Brazilian Finance Minister Guido Mantega said on Wednesday that inflation has peaked and indicators are pointing to a retreat to a lower level. Consumer prices rose in October at their fastest pace since April due to higher food prices, government data showed, though a measure of wholesale costs suggested relief should arrive in coming months
Prices as measured by the IPCA index rose 5.45% in the 12 months through October, said the national statistics agency, IBGE in Rio de Janeiro. Monthly inflation quickened to 0.59% from 0.57% in September while food and beverages prices rose 1.36% in October, the fastest monthly pace since November 2010.
Higher food prices in October were led by manioc flour and rice, which increased 18.2% and 9.9%, respectively.
The Getulio Vargas Foundation's IGP-DI index, which includes wholesale prices, fell 0.31% in October, data showed earlier on Wednesday, suggesting relief in coming months for consumer inflation. Producer prices fell 0.7%, led by a 1.9% drop in raw materials and 1.3% fall in agricultural production.

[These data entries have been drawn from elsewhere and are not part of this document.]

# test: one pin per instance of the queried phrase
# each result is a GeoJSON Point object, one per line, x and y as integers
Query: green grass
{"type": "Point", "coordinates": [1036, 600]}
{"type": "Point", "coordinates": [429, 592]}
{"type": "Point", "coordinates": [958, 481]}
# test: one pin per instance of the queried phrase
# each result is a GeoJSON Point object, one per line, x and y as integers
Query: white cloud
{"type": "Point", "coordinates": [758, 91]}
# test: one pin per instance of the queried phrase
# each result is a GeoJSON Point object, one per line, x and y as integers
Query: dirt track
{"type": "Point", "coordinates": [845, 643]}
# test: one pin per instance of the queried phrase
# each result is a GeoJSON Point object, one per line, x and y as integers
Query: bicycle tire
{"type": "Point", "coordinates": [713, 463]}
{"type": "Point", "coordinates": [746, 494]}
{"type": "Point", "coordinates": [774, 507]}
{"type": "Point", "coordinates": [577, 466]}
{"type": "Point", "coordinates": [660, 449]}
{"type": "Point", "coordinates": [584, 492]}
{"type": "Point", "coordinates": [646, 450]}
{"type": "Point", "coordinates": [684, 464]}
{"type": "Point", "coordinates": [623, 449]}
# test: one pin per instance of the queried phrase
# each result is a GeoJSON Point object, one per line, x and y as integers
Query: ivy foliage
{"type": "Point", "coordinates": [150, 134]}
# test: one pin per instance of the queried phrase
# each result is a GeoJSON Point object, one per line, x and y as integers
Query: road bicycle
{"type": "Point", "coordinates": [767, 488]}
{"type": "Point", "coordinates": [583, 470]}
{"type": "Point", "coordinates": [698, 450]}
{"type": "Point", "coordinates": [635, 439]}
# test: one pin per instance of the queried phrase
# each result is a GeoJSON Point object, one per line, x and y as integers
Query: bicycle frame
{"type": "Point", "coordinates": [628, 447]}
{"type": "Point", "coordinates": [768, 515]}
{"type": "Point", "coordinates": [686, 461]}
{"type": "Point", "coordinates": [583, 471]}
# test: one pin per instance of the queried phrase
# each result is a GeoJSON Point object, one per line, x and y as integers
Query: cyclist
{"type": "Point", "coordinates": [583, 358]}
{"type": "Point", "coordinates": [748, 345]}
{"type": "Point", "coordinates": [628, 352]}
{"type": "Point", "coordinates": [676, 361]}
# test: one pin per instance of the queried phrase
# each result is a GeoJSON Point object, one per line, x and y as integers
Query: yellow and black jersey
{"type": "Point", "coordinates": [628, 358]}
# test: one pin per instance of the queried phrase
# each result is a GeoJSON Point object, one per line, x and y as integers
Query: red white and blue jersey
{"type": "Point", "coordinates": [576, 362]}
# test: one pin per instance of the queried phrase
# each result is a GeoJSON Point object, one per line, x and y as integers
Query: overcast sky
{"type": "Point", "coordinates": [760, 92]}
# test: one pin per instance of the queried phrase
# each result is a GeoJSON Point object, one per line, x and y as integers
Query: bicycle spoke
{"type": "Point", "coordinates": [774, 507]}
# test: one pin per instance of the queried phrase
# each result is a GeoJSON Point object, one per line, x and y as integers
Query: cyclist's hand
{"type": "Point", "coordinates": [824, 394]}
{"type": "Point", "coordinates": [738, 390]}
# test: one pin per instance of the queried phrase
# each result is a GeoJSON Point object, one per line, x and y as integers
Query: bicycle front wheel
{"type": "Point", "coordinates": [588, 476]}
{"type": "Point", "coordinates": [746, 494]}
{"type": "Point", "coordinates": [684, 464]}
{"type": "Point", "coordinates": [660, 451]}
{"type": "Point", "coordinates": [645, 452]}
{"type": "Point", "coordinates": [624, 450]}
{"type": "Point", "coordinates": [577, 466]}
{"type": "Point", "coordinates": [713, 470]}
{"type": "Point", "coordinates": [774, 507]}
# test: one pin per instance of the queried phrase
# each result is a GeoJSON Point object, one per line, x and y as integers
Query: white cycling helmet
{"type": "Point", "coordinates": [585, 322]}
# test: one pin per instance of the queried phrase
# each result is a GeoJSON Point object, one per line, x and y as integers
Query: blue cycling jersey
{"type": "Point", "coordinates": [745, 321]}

The IPCA index rises were within the government's target range of 4.5%, plus or minus 2 percentage points.
Although inflation has been above the centre of the target for over two years and is expected to remain so through 2013, the central bank has said it would keep interest rates at their current level of 7.25% for a sufficiently prolonged period, which economists say means most of 2013.
Slashing Brazil's historically high interest rates was a top priority for President Dilma Rousseff, who has been trying to support economic growth by encouraging investments and consumer credit.
Services’ prices remained far above the top end of the government's target, though, suggesting underlying pressures are poised to mount as the economy picks up in 2013.
According to private estimates, services costs gained 7.98% in the 12 months through October, thanks primarily to a low jobless rate. Brazil, the world's sixth-largest economy, is expected to grow by 4% in 2013 after an anaemic 1.5% growth forecast for this year.